Screenshot

The Exposure Contraption

“Exposure” is one of those photography fundamentals that sounds simple, until you try to actually explain it. Most photography students are first introduced to the exposure triangle, a diagram showing ISO, shutter speed, and aperture at each corner. The idea is that changing one side affects the others, and together they determine how bright or dark your photo turns out.

The (unhelpful) exposure triangle

It's a tidy little graphic, but I've always found it unhelpful in practice. A triangle doesn't move, tilt, or react. It made sense only after I already understood exposure. Worse, it completely ignores one of the most important parts of the process: the amount of light in the scene to begin with.

Enter the Exposure Contraption

Instead of a triangle, this simulation turns exposure into a physical scale, something that literally balances light. On one side sits the light itself, represented by a glowing source that changes from bright daylight to dim indoor light. Next to it is ISO, which acts like a "light multiplier," amplifying whatever light is available. On the other side are aperture and shutter speed, both of which control how much of that light actually reaches the camera's sensor.

When both sides of the scale are balanced, you get a properly exposed image. When the scale tips, you're either letting in too much light (overexposure) or not enough (underexposure). Suddenly, the abstract relationship between these settings becomes visible, even tangible. You can see how a slower shutter speed or a wider aperture can "lift" a dim scene back into balance, or how bright sunlight requires you to close down the aperture or speed up the shutter to keep things even.

What I love most about the Exposure Contraption is that it gives light itself a spot in the exposure equation. The exposure triangle assumes that light is constant, when in reality it’s the entire reason these settings exist. You don't adjust ISO, aperture, and shutter speed in a vacuum, you adjust them in response to light.

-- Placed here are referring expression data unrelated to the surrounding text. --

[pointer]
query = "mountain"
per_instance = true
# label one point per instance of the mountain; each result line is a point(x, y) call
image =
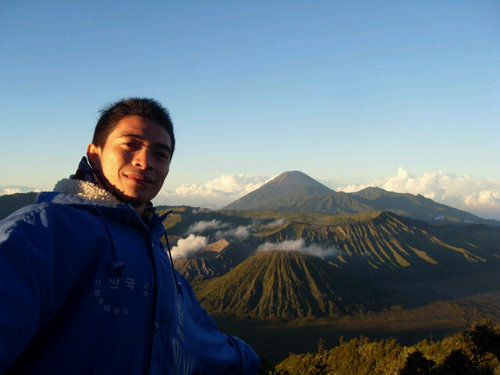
point(295, 191)
point(284, 285)
point(383, 245)
point(12, 202)
point(280, 192)
point(412, 261)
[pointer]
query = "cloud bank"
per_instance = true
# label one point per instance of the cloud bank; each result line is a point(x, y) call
point(481, 197)
point(478, 196)
point(215, 193)
point(8, 190)
point(187, 247)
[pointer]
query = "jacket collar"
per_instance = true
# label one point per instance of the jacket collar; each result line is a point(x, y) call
point(85, 184)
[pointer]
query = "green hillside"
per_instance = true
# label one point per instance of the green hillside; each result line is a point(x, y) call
point(283, 285)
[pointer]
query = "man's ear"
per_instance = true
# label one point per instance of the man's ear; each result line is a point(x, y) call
point(93, 154)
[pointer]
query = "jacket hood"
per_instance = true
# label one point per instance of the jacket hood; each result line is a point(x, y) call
point(86, 190)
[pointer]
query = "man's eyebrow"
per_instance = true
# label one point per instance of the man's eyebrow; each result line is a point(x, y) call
point(136, 136)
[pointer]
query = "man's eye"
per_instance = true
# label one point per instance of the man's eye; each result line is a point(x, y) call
point(130, 145)
point(162, 155)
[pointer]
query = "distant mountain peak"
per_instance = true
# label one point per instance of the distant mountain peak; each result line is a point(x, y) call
point(280, 192)
point(297, 178)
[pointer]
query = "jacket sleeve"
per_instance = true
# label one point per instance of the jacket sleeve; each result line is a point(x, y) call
point(19, 296)
point(220, 353)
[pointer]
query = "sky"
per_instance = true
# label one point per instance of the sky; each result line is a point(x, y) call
point(403, 95)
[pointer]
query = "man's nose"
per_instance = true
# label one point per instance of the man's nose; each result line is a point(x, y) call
point(142, 159)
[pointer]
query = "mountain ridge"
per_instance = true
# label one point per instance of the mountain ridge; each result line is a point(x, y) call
point(295, 191)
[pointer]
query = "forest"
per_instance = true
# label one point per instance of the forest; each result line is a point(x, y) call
point(475, 351)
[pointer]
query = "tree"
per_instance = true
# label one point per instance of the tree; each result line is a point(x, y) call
point(417, 364)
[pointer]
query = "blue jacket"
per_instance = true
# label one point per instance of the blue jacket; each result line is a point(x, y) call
point(86, 287)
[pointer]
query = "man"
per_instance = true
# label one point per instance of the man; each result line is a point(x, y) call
point(86, 286)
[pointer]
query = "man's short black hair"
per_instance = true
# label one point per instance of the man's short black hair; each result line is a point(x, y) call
point(144, 107)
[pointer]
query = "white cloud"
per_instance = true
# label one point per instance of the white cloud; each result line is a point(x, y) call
point(8, 190)
point(187, 247)
point(299, 245)
point(241, 232)
point(203, 225)
point(215, 193)
point(478, 196)
point(275, 223)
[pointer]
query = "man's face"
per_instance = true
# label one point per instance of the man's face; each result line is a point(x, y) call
point(134, 161)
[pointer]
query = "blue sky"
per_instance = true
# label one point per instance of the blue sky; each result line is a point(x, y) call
point(399, 94)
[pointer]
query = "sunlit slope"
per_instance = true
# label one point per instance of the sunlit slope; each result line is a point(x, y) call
point(386, 242)
point(285, 285)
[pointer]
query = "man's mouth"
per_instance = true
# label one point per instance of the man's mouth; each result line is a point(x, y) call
point(140, 179)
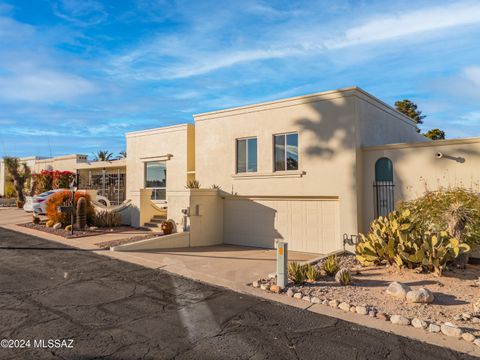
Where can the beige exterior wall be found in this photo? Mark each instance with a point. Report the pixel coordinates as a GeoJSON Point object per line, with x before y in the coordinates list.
{"type": "Point", "coordinates": [417, 167]}
{"type": "Point", "coordinates": [174, 144]}
{"type": "Point", "coordinates": [332, 127]}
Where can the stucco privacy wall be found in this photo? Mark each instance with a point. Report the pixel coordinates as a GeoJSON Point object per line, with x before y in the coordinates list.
{"type": "Point", "coordinates": [329, 144]}
{"type": "Point", "coordinates": [417, 167]}
{"type": "Point", "coordinates": [173, 144]}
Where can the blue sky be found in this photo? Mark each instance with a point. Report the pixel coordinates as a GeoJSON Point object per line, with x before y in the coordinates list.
{"type": "Point", "coordinates": [76, 75]}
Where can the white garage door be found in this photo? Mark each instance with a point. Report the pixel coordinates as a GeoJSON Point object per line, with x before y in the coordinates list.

By visualizing exposure as a scale to balance instead of a static shape, the Exposure Contraption helps bridge that gap. It shows that getting a good exposure isn't about memorizing rules, but about feeling the balance between available light and your camera’s controls. And when that balance clicks in your mind, you stop guessing and start predicting how each setting will behave before you even take the shot.

The triangle explains exposure in theory, but the Exposure Contraption shows it in motion. And I think for most learners, seeing that balance swing into place makes the concept finally make sense. I hope it gives you a different and helpful perspective on the very important topic of exposure!